En clair, le droit applicable avant la loi République numérique ne prend pas en compte une réalité humaine relativement ancienne : un consentement donné pour la prise d’une image dans le cadre d’un jeu érotique ne signifie pas que l’on encourage la publication en ligne de ladite image et ce surtout une fois la rupture amoureuse actée.

Rappelons que Revenge Porn est aussi  le titre d’un document publié par les éditions du Moment, aujourd’hui en faillite, et qui a connu plusieurs déboires judiciaires.

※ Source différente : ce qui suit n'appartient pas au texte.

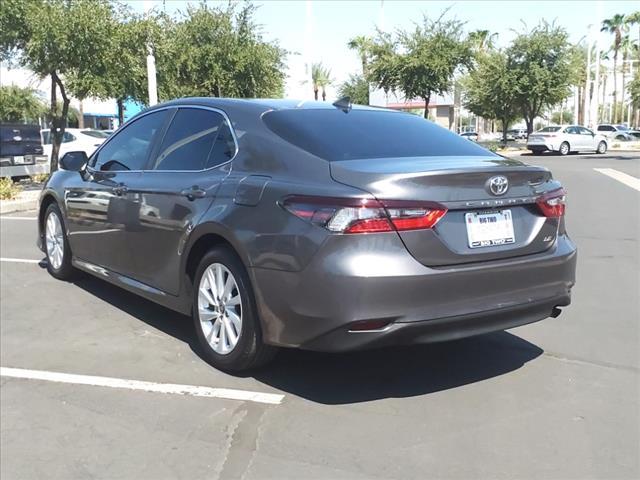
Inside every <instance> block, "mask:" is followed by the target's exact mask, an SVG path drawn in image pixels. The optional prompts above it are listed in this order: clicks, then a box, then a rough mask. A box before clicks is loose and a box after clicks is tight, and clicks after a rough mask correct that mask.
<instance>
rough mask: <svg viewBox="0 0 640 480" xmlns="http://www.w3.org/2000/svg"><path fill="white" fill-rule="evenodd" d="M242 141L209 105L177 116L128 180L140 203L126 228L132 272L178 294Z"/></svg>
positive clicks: (134, 198)
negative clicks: (211, 211) (137, 173)
mask: <svg viewBox="0 0 640 480" xmlns="http://www.w3.org/2000/svg"><path fill="white" fill-rule="evenodd" d="M236 150H237V145H236V142H235V138H234V134H233V132H232V130H231V126H230V124H229V122H228V120H227V118H226V116H225V115H224V114H223V113H222V112H220V111H218V110H215V109H211V108H206V107H180V108H178V109H177V111H176V112H175V113H174V114H173V116H172V118H171V120H170V123H169V125H168V127H167V129H166V132H165V133H164V136H163V139H162V141H161V142H159V146H158V147H157V148H156V149H155V150H154V152H153V153H152V155H151V158H150V161H149V164H148V165H147V167H146V169H145V171H144V172H143V173H142V174H141V175H140V176H139V177H137V178H135V179H134V180H133V181H132V182H131V183H128V185H127V187H128V191H127V198H128V204H130V205H136V209H135V211H136V212H137V215H138V216H137V218H136V222H135V228H133V226H132V228H128V229H127V230H126V251H127V255H128V260H127V265H126V268H125V269H124V270H123V272H122V273H124V274H125V275H127V276H130V277H131V278H133V279H135V280H137V281H139V282H142V283H144V284H146V285H148V286H151V287H153V288H156V289H159V290H162V291H163V292H167V293H170V294H174V295H177V294H178V293H179V289H180V280H181V278H180V275H179V271H180V265H181V260H182V253H183V252H184V247H185V244H186V241H187V238H188V235H189V233H190V232H191V230H192V229H193V227H194V225H196V224H197V222H198V220H199V219H200V217H202V215H203V214H204V213H205V212H206V211H207V209H208V208H209V207H210V206H211V204H212V203H213V200H214V197H215V195H216V193H217V190H218V187H219V186H220V184H221V183H222V181H223V180H224V178H225V177H226V176H227V175H228V173H229V168H230V160H231V159H232V157H233V156H234V155H235V153H236Z"/></svg>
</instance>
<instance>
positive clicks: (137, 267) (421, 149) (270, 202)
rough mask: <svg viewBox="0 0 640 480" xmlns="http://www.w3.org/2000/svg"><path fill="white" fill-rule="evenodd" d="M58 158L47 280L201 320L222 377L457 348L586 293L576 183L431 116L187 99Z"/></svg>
mask: <svg viewBox="0 0 640 480" xmlns="http://www.w3.org/2000/svg"><path fill="white" fill-rule="evenodd" d="M60 166H61V167H62V170H60V171H57V172H55V173H54V174H53V175H51V177H50V179H49V181H48V183H47V184H46V186H45V188H44V190H43V192H42V196H41V199H40V213H39V244H40V246H41V248H42V249H43V251H44V252H45V253H46V255H47V269H48V271H49V273H50V274H51V275H53V276H54V277H56V278H59V279H68V278H70V277H72V276H73V275H74V273H75V271H76V270H82V271H84V272H87V273H89V274H91V275H95V276H97V277H98V278H101V279H103V280H105V281H108V282H111V283H114V284H116V285H118V286H120V287H122V288H124V289H127V290H129V291H131V292H134V293H136V294H138V295H141V296H142V297H145V298H147V299H149V300H151V301H154V302H157V303H159V304H161V305H164V306H166V307H169V308H171V309H173V310H176V311H177V312H180V313H182V314H185V315H190V316H191V317H192V320H193V325H194V329H195V334H196V336H197V338H198V340H199V342H200V345H201V347H202V352H203V355H204V357H205V358H206V359H207V360H208V361H209V362H210V363H211V364H212V365H214V366H215V367H217V368H220V369H224V370H232V371H238V370H244V369H248V368H253V367H256V366H258V365H261V364H263V363H265V362H267V361H268V360H269V359H270V358H271V357H272V356H273V355H274V354H275V352H276V349H277V347H296V348H305V349H311V350H320V351H336V352H337V351H347V350H354V349H362V348H373V347H380V346H384V345H397V344H410V343H420V342H432V341H441V340H450V339H457V338H461V337H465V336H469V335H477V334H481V333H485V332H491V331H495V330H503V329H507V328H511V327H515V326H518V325H523V324H526V323H530V322H535V321H538V320H542V319H544V318H547V317H550V316H551V317H556V316H558V315H559V313H560V307H563V306H566V305H569V303H570V301H571V288H572V287H573V285H574V281H575V267H576V247H575V246H574V244H573V242H572V241H571V239H570V238H569V236H568V234H567V232H566V230H565V222H564V214H565V192H564V190H563V188H562V185H561V184H560V183H559V182H558V181H557V180H555V179H554V178H553V177H552V175H551V172H549V171H548V170H547V169H545V168H541V167H533V166H529V165H526V164H524V163H521V162H519V161H517V160H512V159H506V158H503V157H501V156H498V155H495V154H493V153H491V152H489V151H487V150H485V149H484V148H482V147H480V146H479V145H477V144H476V143H473V142H469V141H467V140H465V139H464V138H461V137H460V136H458V135H456V134H455V133H453V132H450V131H448V130H446V129H444V128H441V127H439V126H437V125H436V124H434V123H432V122H428V121H426V120H424V119H422V118H420V117H419V116H416V115H412V114H406V113H401V112H396V111H390V110H384V109H377V108H371V107H359V106H352V105H351V104H350V103H349V102H348V101H346V100H343V101H341V102H336V104H334V105H331V104H328V103H323V102H293V101H287V100H231V99H219V98H185V99H180V100H176V101H172V102H168V103H165V104H162V105H157V106H154V107H152V108H150V109H148V110H146V111H144V112H141V113H140V114H138V115H137V116H136V117H134V118H133V119H131V120H129V122H128V123H127V124H125V125H124V126H123V127H121V128H120V129H118V131H117V132H115V133H114V134H113V135H112V136H110V137H109V138H108V139H107V140H106V141H105V143H104V144H102V145H101V146H100V147H99V148H98V150H97V151H96V152H95V153H93V154H92V155H91V157H90V158H87V157H86V154H85V153H84V152H72V153H68V154H66V155H65V156H64V157H63V158H62V159H61V162H60ZM180 318H183V317H177V318H176V320H179V319H180Z"/></svg>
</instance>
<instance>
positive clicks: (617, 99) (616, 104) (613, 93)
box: [612, 49, 618, 123]
mask: <svg viewBox="0 0 640 480" xmlns="http://www.w3.org/2000/svg"><path fill="white" fill-rule="evenodd" d="M612 119H613V120H612V123H618V50H617V49H616V50H615V52H614V54H613V115H612Z"/></svg>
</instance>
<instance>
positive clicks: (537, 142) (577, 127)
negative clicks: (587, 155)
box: [527, 125, 608, 155]
mask: <svg viewBox="0 0 640 480" xmlns="http://www.w3.org/2000/svg"><path fill="white" fill-rule="evenodd" d="M607 148H608V140H607V138H606V137H605V136H604V135H600V134H597V133H594V132H592V131H591V130H589V129H588V128H585V127H581V126H580V125H555V126H550V127H544V128H543V129H542V130H538V131H537V132H534V133H532V134H531V135H529V140H528V141H527V149H529V150H531V151H532V152H533V154H534V155H539V154H541V153H542V152H544V151H546V150H549V151H552V152H558V153H559V154H560V155H567V154H568V153H569V152H581V151H592V152H596V153H606V151H607Z"/></svg>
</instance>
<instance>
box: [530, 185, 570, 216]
mask: <svg viewBox="0 0 640 480" xmlns="http://www.w3.org/2000/svg"><path fill="white" fill-rule="evenodd" d="M565 198H566V192H565V191H564V189H562V188H559V189H558V190H554V191H552V192H548V193H545V194H544V195H543V196H542V197H540V198H539V199H538V200H537V201H536V203H537V205H538V208H539V209H540V211H541V212H542V214H543V215H544V216H545V217H547V218H560V217H562V216H563V215H564V211H565V209H566V205H565Z"/></svg>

Il s’agit d’un ouvrage signé par Nathalie Koah, évoquant longuement sa relation avec le footballeur d’origine camerounaise Samuel Eto'o. Le livre raconte  notamment la plainte, déposée en juillet 2014, par l’auteure pour « traite de personne, outrage privé à la pudeur, publications obscènes, proxénétisme, menaces sous conditions, chantage et déclarations mensongères ».  Au coeur de ce règlement de comptes, figurait encore la publication de photographies très dénudées de la plaignante, qui avait alors saisi les justices française et au camerounaise. Le joueur avait en outre rétorqué par une autre plainte déposée en mai 2014…

La sortie du livre, programmée pour le 17 février 2016 avait été logiquement contrecarrée par une ordonnance rendue en référé pour atteinte à la vie privée par le président du Tribunal de grande instance de Paris.

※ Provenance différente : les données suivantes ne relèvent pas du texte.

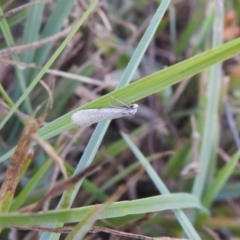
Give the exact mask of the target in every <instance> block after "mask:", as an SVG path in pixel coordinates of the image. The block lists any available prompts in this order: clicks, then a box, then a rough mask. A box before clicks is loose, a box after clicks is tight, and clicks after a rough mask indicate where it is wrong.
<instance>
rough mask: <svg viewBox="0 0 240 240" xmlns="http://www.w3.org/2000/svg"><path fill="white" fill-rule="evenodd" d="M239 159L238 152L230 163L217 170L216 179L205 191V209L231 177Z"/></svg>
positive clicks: (211, 201)
mask: <svg viewBox="0 0 240 240" xmlns="http://www.w3.org/2000/svg"><path fill="white" fill-rule="evenodd" d="M239 157H240V152H237V153H235V154H234V155H233V156H232V158H231V159H230V161H229V162H228V163H227V164H226V165H225V166H224V167H223V168H222V169H221V170H219V172H218V174H217V177H216V179H215V180H214V181H213V183H212V184H211V186H210V187H209V188H208V189H207V192H206V194H204V198H203V205H204V206H205V207H207V208H209V207H210V205H211V204H212V202H213V201H214V199H215V198H216V197H217V196H218V194H219V192H220V191H221V189H222V188H223V186H224V185H225V183H226V181H227V180H228V178H229V177H230V176H231V175H232V173H233V171H234V169H235V167H236V164H237V163H238V161H239Z"/></svg>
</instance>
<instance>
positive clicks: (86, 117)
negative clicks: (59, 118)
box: [72, 104, 138, 127]
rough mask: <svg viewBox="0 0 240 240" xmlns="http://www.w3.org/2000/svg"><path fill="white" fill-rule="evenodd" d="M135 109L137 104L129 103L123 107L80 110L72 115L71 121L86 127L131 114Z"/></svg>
mask: <svg viewBox="0 0 240 240" xmlns="http://www.w3.org/2000/svg"><path fill="white" fill-rule="evenodd" d="M137 109H138V104H130V105H124V106H123V107H114V108H101V109H86V110H80V111H78V112H75V113H74V114H73V115H72V121H73V122H74V123H75V124H77V125H79V126H81V127H87V126H90V125H92V124H94V123H98V122H102V121H106V120H111V119H116V118H121V117H127V116H132V115H134V114H135V113H136V112H137Z"/></svg>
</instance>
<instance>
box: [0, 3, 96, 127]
mask: <svg viewBox="0 0 240 240" xmlns="http://www.w3.org/2000/svg"><path fill="white" fill-rule="evenodd" d="M97 2H98V1H97V0H95V1H93V3H92V4H91V5H90V7H89V8H88V9H87V11H86V12H85V13H84V14H83V16H82V17H81V19H80V20H79V21H78V22H77V24H76V25H75V26H74V27H73V29H72V31H71V32H70V33H69V35H68V36H67V38H66V39H65V40H64V41H63V42H62V44H61V45H60V46H59V47H58V49H57V50H56V51H55V53H54V54H53V55H52V56H51V57H50V59H49V60H48V62H47V63H46V64H45V66H44V67H43V68H42V70H41V71H40V72H39V73H38V75H37V76H36V77H35V79H34V80H33V81H32V83H31V84H30V85H29V87H28V88H27V89H26V91H25V92H24V94H23V95H22V96H21V97H20V98H19V100H18V101H17V102H16V103H15V105H14V107H13V108H12V109H11V110H10V112H9V113H8V114H7V116H6V117H5V118H4V119H3V121H2V122H1V123H0V129H2V127H3V126H4V125H5V123H6V122H7V121H8V119H9V118H10V117H11V116H12V114H13V113H14V112H15V111H16V109H17V108H18V107H19V106H20V104H21V103H22V102H23V101H24V99H26V97H27V96H28V94H29V93H30V92H31V91H32V89H33V88H34V87H35V86H36V84H37V83H38V82H39V81H40V79H41V78H42V76H43V75H44V74H45V73H46V71H47V69H49V68H50V66H51V65H52V64H53V62H54V61H55V60H56V58H57V57H58V56H59V55H60V53H61V52H62V51H63V49H64V48H65V47H66V46H67V44H68V43H69V41H70V40H71V39H72V37H73V36H74V34H75V33H76V32H77V30H78V29H79V27H80V26H81V25H82V24H83V23H84V21H85V20H86V19H87V17H88V16H89V14H90V13H91V12H92V11H93V9H94V7H95V6H96V4H97Z"/></svg>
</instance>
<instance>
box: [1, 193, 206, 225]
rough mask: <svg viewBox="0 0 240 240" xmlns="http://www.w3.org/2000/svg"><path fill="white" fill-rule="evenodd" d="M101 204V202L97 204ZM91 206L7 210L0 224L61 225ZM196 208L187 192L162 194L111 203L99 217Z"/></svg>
mask: <svg viewBox="0 0 240 240" xmlns="http://www.w3.org/2000/svg"><path fill="white" fill-rule="evenodd" d="M100 206H101V205H100ZM94 208H95V205H92V206H88V207H82V208H73V209H67V210H57V211H56V210H55V211H48V212H45V213H43V212H39V213H31V214H23V213H11V214H5V215H1V216H0V225H1V226H2V227H4V226H32V225H33V224H34V225H43V226H45V225H46V224H63V223H71V222H79V221H81V219H82V218H83V217H84V216H85V214H86V213H88V212H89V211H91V210H92V209H93V210H94ZM189 208H198V209H201V210H204V209H203V208H202V206H201V204H200V202H199V201H198V199H197V198H196V197H194V196H193V195H191V194H187V193H174V194H166V195H162V196H155V197H149V198H143V199H138V200H132V201H121V202H116V203H112V204H111V206H109V208H108V209H106V211H105V212H104V213H103V214H102V215H101V216H100V219H106V218H116V217H121V216H127V215H130V214H145V213H150V212H154V213H155V212H159V211H165V210H173V209H175V210H177V209H189Z"/></svg>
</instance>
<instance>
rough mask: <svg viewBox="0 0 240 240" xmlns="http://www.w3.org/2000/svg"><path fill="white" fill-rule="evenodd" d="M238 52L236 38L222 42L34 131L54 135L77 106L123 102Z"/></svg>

Cette interdiction a été confirmée le 26 février 2016. La Cour d’appel a en effet retenu que « la quasi-totalité de l’ouvrage porte une atteinte intolérable au respect de la vie privée du footballeur ».
Ajoutons que, en parallèle, le fichier pdf du texte était – et est toujours… – disponible en version piratée sur internet.

Un seul constat pour l’heure : le vieux tandem de la revanche amoureuse est manifestement revivifié tant par l’audace actuelle de l’édition que par internet ; et n’a sans doute pas fini d’intéresser le législateur et la jurisprudence.